Le second contexte est lié à l'usage de la réalité virtuelle dans le champ de la santé. Je fais ici référence à une expérience de chirurgie éveillée, par exemple une situation où un chirurgien opère une tumeur. Le but est que le patient ait le moins de séquelles possibles. L'utilisation de la réalité virtuelle permet au thérapeute d'examiner immédiatement les réactions du patient. Il s'agit d'une ouverture vers d'autres usages, qui concernent aussi le handicap.

Ces technologies sont utilisées depuis une trentaine d'années car elles permettent de simuler des activités qui font sens pour les patients et pour les thérapeutes. Elles génèrent des réactions physiologiques, comportementales, donc des émotions, ce qui les rend intéressantes pour la psychothérapie. Elles permettent de manipuler l'information et de développer des méthodes variées d'évaluation et d'apprentissage. Les séances peuvent être adaptées aux besoins et aux capacités des personnes, ou les documenter afin de suivre leur progression. Les outils peuvent être accompagnés de multiples capteurs permettant une évaluation multiparamétrique du comportement, ce qui ouvre à une vision globale du fonctionnement de l'individu. Enfin, ces expérimentations visent à transférer et généraliser les acquis du monde virtuel aux situations réelles. De nombreuses publications ont été faites sur le sujet. Toutes ces activités supposent une grande pluridisciplinarité.

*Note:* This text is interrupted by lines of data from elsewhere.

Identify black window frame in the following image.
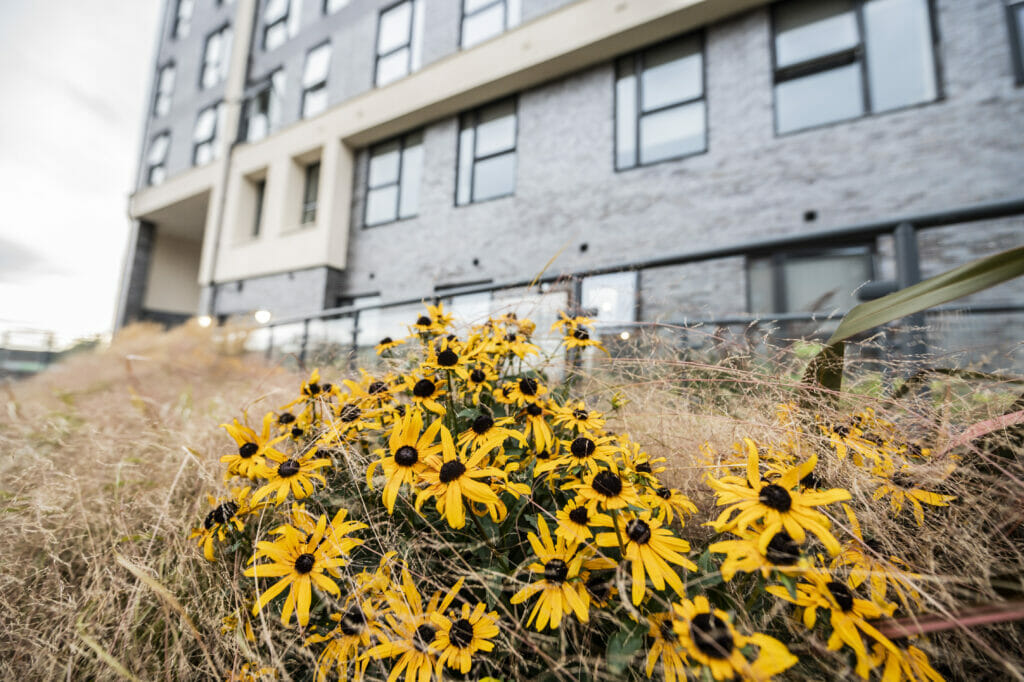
[299,159,321,226]
[455,94,519,208]
[611,30,711,173]
[362,128,425,229]
[459,0,509,50]
[768,0,945,137]
[374,0,417,88]
[1007,0,1024,86]
[743,242,879,314]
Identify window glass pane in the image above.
[456,128,473,205]
[641,38,703,111]
[774,0,859,67]
[377,48,409,85]
[377,2,413,54]
[473,152,515,202]
[615,65,637,168]
[640,101,705,164]
[864,0,937,112]
[783,251,871,312]
[302,43,331,88]
[775,63,864,132]
[370,140,398,187]
[462,3,505,47]
[476,100,515,158]
[398,140,423,218]
[367,184,398,225]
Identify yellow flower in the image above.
[707,438,850,555]
[512,516,590,632]
[597,511,697,604]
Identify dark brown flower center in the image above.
[278,460,300,478]
[413,379,437,397]
[544,559,569,583]
[394,445,420,467]
[626,518,650,545]
[472,415,495,435]
[825,581,853,611]
[758,483,793,512]
[295,552,316,573]
[765,530,800,566]
[569,436,597,460]
[690,613,733,658]
[437,460,466,483]
[449,619,473,649]
[591,471,623,498]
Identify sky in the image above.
[0,0,161,343]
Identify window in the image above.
[1007,0,1024,85]
[364,132,423,227]
[153,62,174,116]
[193,104,220,166]
[171,0,196,38]
[200,26,231,90]
[455,99,516,206]
[253,180,266,239]
[302,43,331,119]
[374,0,423,86]
[302,161,319,225]
[772,0,938,133]
[263,0,291,52]
[145,132,171,185]
[460,0,520,48]
[746,246,874,314]
[245,69,285,142]
[615,36,708,170]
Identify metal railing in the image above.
[241,197,1024,365]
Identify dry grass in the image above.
[0,321,1024,680]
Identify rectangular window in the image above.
[374,0,423,87]
[455,99,517,206]
[263,0,291,52]
[302,43,331,119]
[460,0,521,49]
[746,246,874,314]
[1007,0,1024,85]
[615,36,708,170]
[171,0,196,38]
[153,61,175,117]
[245,69,285,142]
[193,104,221,166]
[364,132,423,227]
[145,132,171,185]
[301,161,319,225]
[200,26,231,90]
[772,0,939,133]
[253,180,266,238]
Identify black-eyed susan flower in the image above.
[673,595,798,680]
[245,516,346,627]
[596,510,697,604]
[512,516,590,632]
[707,438,850,556]
[430,602,498,678]
[367,409,452,514]
[220,412,286,478]
[768,571,899,680]
[253,447,331,505]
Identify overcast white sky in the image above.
[0,0,161,341]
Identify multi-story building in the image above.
[119,0,1024,360]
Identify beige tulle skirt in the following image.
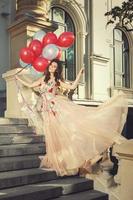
[38,93,128,176]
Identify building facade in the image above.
[0,0,133,108]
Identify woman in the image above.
[16,59,127,176]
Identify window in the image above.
[114,28,130,88]
[51,7,76,81]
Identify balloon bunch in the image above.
[19,30,74,76]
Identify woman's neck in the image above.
[50,73,55,80]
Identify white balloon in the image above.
[33,30,46,42]
[42,44,59,60]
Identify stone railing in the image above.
[113,139,133,200]
[87,139,133,200]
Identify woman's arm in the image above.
[15,75,44,88]
[60,67,84,90]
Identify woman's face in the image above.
[49,62,58,73]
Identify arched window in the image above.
[114,28,130,88]
[51,7,76,81]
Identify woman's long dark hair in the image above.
[44,59,63,83]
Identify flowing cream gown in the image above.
[16,77,128,176]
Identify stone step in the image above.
[53,190,108,200]
[0,134,45,145]
[0,168,57,189]
[0,117,28,125]
[42,176,93,195]
[0,183,62,200]
[0,143,45,159]
[0,155,40,172]
[0,125,35,134]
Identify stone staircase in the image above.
[0,118,108,200]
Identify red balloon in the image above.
[56,49,62,60]
[29,40,42,56]
[57,32,74,48]
[33,57,49,72]
[42,32,57,46]
[19,47,36,63]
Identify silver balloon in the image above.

Il y a, à l'heure actuelle, beaucoup d'applications disponibles et un intérêt notable des thérapeutes et formateurs pour la réalité virtuelle. Son essor nécessite une consolidation, de la rigueur scientifique ainsi qu'une cohérence technologique. Par exemple, de nombreuses applications ont recours à des casques et le cybersickness est encore sous-étudié. Il faut donc informer et former sur ces notions. Le développement des usages aura des répercussions en matière de réglementation. Les moyens financiers sont encore difficiles à trouver et cela freine le transfert des outils du laboratoire vers la société civile. Cependant, ces outils deviennent de moins en moins onéreux, ce qui contribue à leur démocratisation et pose de ce fait la question du mésusage, tant sur un plan éthique que sur un plan sanitaire car il y a des impacts potentiellement nuisibles pour la santé. Afin de prendre connaissance des précautions et recommandations qu'appellent les outils de réalité virtuelle, je vous invite à consulter le rapport de l'Agence nationale de sécurité sanitaire de l'alimentation, de l'environnement et du travail (ANSES) publié en 2021 qui a regroupé une trentaine de chercheurs ayant travaillé sur ces sujets.